И вот тогда-то я пошел к Архиепископу Луке, профессору и великому хирургу. Владыка был уже очень стар и совершенно к тому времени потерял зрение, но разум имел ясный и успешно управлял епархией, борясь с обкомом партии, который по директиве Никиты Хрущева закрывал подряд все церкви в области. Владыка принял меня ласково, как старого знакомого. Я ему выложил все, что накопилось у меня в душе и на сердце. Собственно говоря, это был мой прощальный визит перед неминуемой смертью. Владыка несколькими словами успокоил меня, и сидя в кресле, подозвал к себе. Он ощупал руками мое лицо, вытер слезы, нагнувшись, ощупал голени ног, проверил пульс, велел расстегнуть рубашку, приложил к моей груди большое прохладное старческое ухо и выслушал сердце, поколотил кулаком по пояснице и велел подойти к зеркалу – посмотреть, какого цвета слизистая век и каков язык. Все оказалось розовым. Старец поднялся с кресла и подошел к иконам. Молился он минут десять, вздыхая и что-то неразборчиво говоря.

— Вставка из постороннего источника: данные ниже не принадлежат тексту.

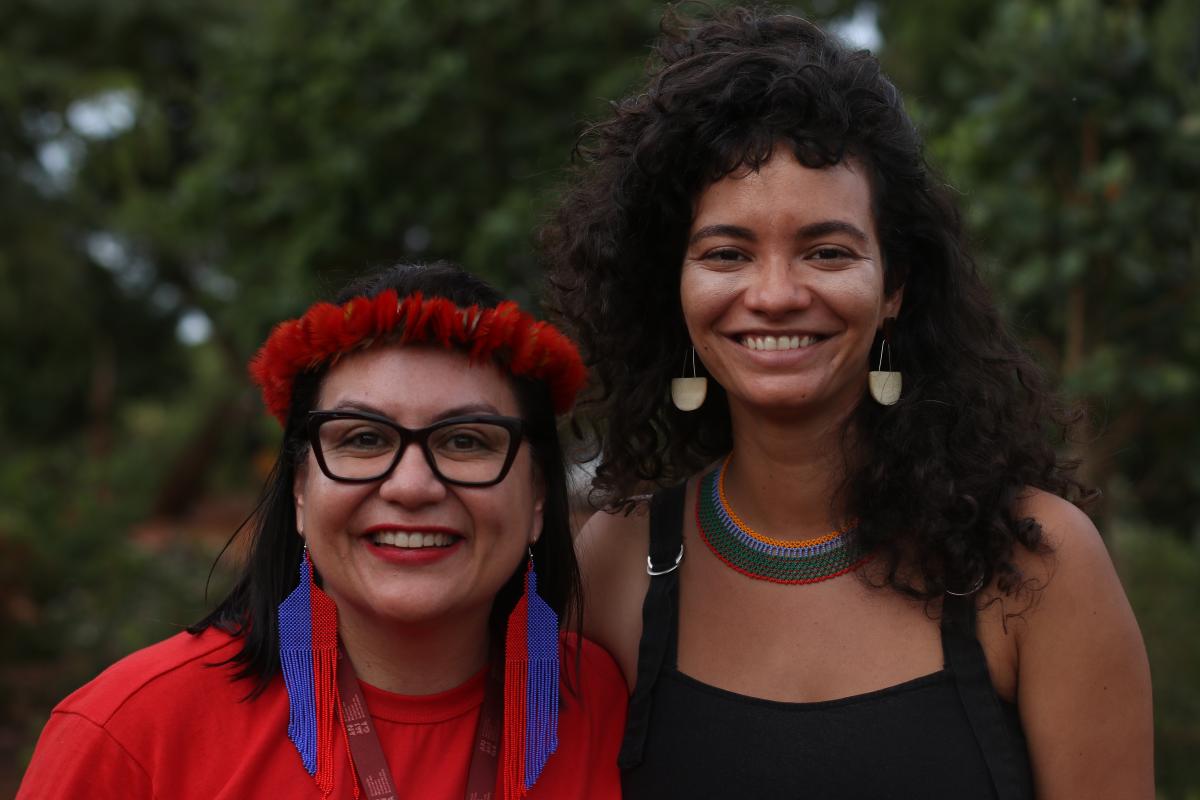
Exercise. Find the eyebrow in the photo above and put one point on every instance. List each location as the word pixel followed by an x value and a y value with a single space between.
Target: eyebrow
pixel 805 232
pixel 480 407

Потом опять уселся в кресло и, подперев рукою большую львиную голову, задумался, закрыв глаза. В комнате воцарилось молчание, только громко тикали большие часы да через открытое окно с улицы доносились какие-то слабые уличные звуки. Я думал, что он заснул.

– Знаешь что, – наконец, сказал он, открыв глаза. – Ты врач и я врач, и скажу тебе откровенно, что в ближайшее время умереть предстоит мне, а не тебе, а ты будешь жить еще долго-долго и может даже доживешь до моего возраста. Поминай меня в молитвах своих. Я много потрудился для Бога и людей, и исполнил меру дел своих, и чувствую, что силы мои уже исчерпаны. А тебе советую оставить работу в морге. Эта работа не для тебя. А возьми-ка ты свою докторскую трубочку и отправляйся в деревню сельским врачом к живым труженикам, кормильцам нашим. Послужи им по-совести. Читай каждый день Новый Завет, послание к Коринфянам и Псалтирь. Благословение Господне с тобою.

Когда я вышел от Владыки, то через дорогу увидел широко открытые двери церкви. Потолки в ней были низкие, никакие звуки не нарушали тишину, стоял прохладный полумрак, освещаемый только лампадками и свечами. Это была любимая церковь Владыки – ныне прославленного Церковью святого архиепископа Луки Войно-Ясенецкого, где он чаще всего служил и молился. Я подошел к крайней большой иконе и прочитал: «Нечаянная Радость», и сердце мое дрогнуло и радостно забилось долго-долго… И это было почти полвека тому назад.